The Soviet industrialization that began in the late 1920s turned the city from a former center of commerce and religion into an important industrial, technological and scientific center. The Great Famine of 1932 – 1933 devastated parts of the migrant population not registered for ration cards, and Stalin’s Great Purge of 1937 – 1938 almost completely eliminated the intelligentsia of the city.

In 1934, Kiev became the capital of Soviet Ukraine. The city grew again during the years of Soviet industrialization as its population grew rapidly and many industrial giants were created, some of which exist to this day.

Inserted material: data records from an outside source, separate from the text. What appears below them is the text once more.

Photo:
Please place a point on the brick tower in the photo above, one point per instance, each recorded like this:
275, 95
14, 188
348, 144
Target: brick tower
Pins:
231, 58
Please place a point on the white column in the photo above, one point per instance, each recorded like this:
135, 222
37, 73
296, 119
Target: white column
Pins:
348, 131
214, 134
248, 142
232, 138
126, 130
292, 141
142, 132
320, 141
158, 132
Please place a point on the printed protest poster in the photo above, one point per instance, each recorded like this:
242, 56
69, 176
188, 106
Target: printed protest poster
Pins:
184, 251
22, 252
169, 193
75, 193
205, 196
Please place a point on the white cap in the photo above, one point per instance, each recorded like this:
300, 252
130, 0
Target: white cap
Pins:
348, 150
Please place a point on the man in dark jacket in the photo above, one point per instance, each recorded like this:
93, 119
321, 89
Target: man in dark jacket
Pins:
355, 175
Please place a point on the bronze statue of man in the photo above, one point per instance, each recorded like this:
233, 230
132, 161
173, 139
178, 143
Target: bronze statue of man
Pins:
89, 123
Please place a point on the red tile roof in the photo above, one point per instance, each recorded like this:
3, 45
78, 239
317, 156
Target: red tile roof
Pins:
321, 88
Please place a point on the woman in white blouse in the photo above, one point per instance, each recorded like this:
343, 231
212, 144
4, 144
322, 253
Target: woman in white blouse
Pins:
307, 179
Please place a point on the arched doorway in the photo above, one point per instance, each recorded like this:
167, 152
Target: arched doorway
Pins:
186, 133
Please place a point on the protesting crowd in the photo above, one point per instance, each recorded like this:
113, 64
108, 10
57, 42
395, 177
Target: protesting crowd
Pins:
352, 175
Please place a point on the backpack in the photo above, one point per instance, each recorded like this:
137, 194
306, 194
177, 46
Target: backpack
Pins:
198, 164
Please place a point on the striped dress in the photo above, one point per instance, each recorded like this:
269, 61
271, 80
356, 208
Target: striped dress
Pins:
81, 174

In World War II, the city suffered significant damage again, and was occupied by Nazi Germany from September 19, 1941 to November 6, 1943. Shortly after the city was occupied, a team of NKVD officers who had remained hidden, dynamited most of the buildings on the Khreshchatyk, the main street of the city, most of whose buildings were being used by the German military authorities and civil society, buildings burned for days and 25,000 people were left homeless, and in retaliation the Germans rounded up all the local Jews they could find and massacred them in Babi Yar.

Kiev recovered rapidly in the postwar years, becoming once again the third largest city in the Soviet Union. The catastrophic accident at the Chernobyl nuclear power plant occurred just 100 km north of the city. However, the prevailing winds to the north blew most of the radioactive waste out of the city.

In the wake of the collapse of the Soviet Union, the Declaration of Independence of Ukraine was proclaimed in the city by the Ukrainian Parliament on August 24, 1991. Kiev is the capital of independent Ukraine.